Six years ago, science-fiction writers and comic-book storytelling kickstarted Lowe’s avant-garde Holoroom experience that leverages virtual reality (VR) to aid home-improvement shoppers in better visualizing products in their own living spaces.

Amanda Manna, co-founder and COO of Uncommon Partners, said at the recent PI Apparel in New York that many businesses express a desire to do things differently, but end up repeating the same old behaviors, like it or not. We all say we want to change and to innovate, she said, but large organizations are often built to maintain the status quo rather than to break off with new ideas.

“Most organizations think and act sequentially,” said Manna, who previously served as head of narrative-driven innovation & uncommon partnership development for Lowes Labs. “Once something starts to be successful, companies start to build processes around that—but then the organization starts to calcify.”

Even when companies manage to truly innovate, it often happens in a “siloed” lab separate from the main enterprise and isn’t brought fully into the fold, effectively limiting the impact of what could be disruptive ideas.
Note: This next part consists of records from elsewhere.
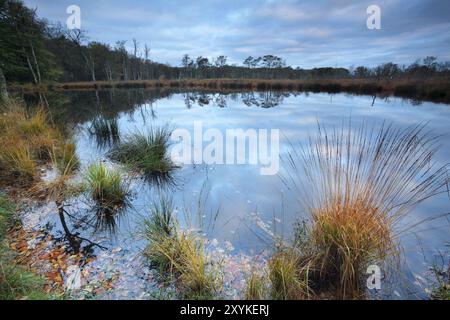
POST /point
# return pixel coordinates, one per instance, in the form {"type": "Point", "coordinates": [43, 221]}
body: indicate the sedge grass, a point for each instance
{"type": "Point", "coordinates": [108, 187]}
{"type": "Point", "coordinates": [179, 254]}
{"type": "Point", "coordinates": [145, 153]}
{"type": "Point", "coordinates": [27, 139]}
{"type": "Point", "coordinates": [357, 184]}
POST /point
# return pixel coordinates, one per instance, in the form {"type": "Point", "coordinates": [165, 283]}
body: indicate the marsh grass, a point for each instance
{"type": "Point", "coordinates": [288, 277]}
{"type": "Point", "coordinates": [27, 140]}
{"type": "Point", "coordinates": [357, 184]}
{"type": "Point", "coordinates": [179, 254]}
{"type": "Point", "coordinates": [256, 287]}
{"type": "Point", "coordinates": [15, 281]}
{"type": "Point", "coordinates": [105, 131]}
{"type": "Point", "coordinates": [108, 187]}
{"type": "Point", "coordinates": [146, 153]}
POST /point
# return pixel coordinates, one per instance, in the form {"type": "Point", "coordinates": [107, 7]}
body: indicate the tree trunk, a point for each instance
{"type": "Point", "coordinates": [3, 91]}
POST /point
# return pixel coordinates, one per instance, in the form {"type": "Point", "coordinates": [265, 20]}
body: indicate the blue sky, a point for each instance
{"type": "Point", "coordinates": [308, 33]}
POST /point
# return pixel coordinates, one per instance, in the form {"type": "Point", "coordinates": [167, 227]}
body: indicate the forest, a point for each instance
{"type": "Point", "coordinates": [35, 50]}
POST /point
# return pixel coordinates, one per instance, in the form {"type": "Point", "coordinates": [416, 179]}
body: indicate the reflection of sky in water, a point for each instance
{"type": "Point", "coordinates": [241, 193]}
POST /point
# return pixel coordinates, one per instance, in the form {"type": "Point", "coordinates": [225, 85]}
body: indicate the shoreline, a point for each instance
{"type": "Point", "coordinates": [433, 90]}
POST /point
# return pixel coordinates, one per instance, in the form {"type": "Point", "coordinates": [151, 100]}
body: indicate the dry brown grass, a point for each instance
{"type": "Point", "coordinates": [357, 184]}
{"type": "Point", "coordinates": [28, 140]}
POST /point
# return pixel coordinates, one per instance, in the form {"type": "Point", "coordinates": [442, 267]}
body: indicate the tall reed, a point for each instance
{"type": "Point", "coordinates": [357, 184]}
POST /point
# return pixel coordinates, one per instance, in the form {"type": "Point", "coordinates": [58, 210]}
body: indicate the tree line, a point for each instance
{"type": "Point", "coordinates": [35, 50]}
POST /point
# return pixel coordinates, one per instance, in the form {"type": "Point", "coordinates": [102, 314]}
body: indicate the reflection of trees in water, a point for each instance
{"type": "Point", "coordinates": [105, 131]}
{"type": "Point", "coordinates": [267, 99]}
{"type": "Point", "coordinates": [77, 107]}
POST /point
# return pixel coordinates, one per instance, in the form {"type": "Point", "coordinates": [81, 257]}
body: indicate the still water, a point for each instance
{"type": "Point", "coordinates": [234, 204]}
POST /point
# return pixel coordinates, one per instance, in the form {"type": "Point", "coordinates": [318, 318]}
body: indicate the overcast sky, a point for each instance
{"type": "Point", "coordinates": [308, 33]}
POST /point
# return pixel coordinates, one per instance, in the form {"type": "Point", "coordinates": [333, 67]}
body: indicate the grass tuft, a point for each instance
{"type": "Point", "coordinates": [357, 184]}
{"type": "Point", "coordinates": [106, 186]}
{"type": "Point", "coordinates": [179, 254]}
{"type": "Point", "coordinates": [147, 154]}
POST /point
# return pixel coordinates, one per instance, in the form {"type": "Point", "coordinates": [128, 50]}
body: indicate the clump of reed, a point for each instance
{"type": "Point", "coordinates": [288, 275]}
{"type": "Point", "coordinates": [15, 281]}
{"type": "Point", "coordinates": [105, 131]}
{"type": "Point", "coordinates": [145, 153]}
{"type": "Point", "coordinates": [27, 140]}
{"type": "Point", "coordinates": [357, 184]}
{"type": "Point", "coordinates": [107, 187]}
{"type": "Point", "coordinates": [179, 254]}
{"type": "Point", "coordinates": [256, 287]}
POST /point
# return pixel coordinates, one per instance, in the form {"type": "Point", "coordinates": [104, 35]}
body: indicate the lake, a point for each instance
{"type": "Point", "coordinates": [236, 207]}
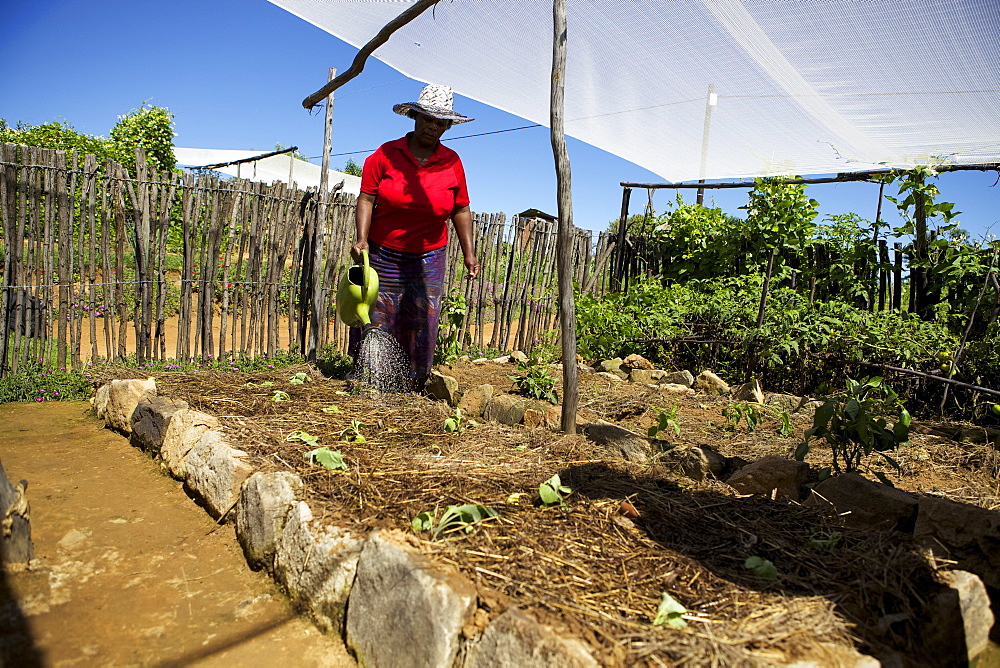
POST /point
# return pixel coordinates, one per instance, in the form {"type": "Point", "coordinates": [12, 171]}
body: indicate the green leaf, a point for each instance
{"type": "Point", "coordinates": [669, 613]}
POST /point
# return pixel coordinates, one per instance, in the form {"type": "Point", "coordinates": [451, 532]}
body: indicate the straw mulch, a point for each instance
{"type": "Point", "coordinates": [599, 566]}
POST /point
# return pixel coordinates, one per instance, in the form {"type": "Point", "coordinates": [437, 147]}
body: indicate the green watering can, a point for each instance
{"type": "Point", "coordinates": [357, 292]}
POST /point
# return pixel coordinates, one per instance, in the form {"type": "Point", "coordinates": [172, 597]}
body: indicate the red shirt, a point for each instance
{"type": "Point", "coordinates": [413, 202]}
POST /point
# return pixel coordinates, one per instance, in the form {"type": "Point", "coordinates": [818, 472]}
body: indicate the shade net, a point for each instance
{"type": "Point", "coordinates": [802, 86]}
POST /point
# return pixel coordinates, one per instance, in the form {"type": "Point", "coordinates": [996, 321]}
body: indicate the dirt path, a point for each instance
{"type": "Point", "coordinates": [130, 571]}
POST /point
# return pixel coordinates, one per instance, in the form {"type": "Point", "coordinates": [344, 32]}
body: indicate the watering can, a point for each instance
{"type": "Point", "coordinates": [357, 292]}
Lowes wanted to avoid those missteps, and took a radical approach to thinking about what the future of the customer experience could be. The newly developed innovation team took much of its inspiration from author Joseph Campbell and his fixation on the ideas of the “hero” and the “myth.” But more than that, the team focused on the role and the power of storytelling. Stories, Manna said, are how we escape the mundane, through television shows, books and movies; stories help us process and make sense of things and inspire us to imagine.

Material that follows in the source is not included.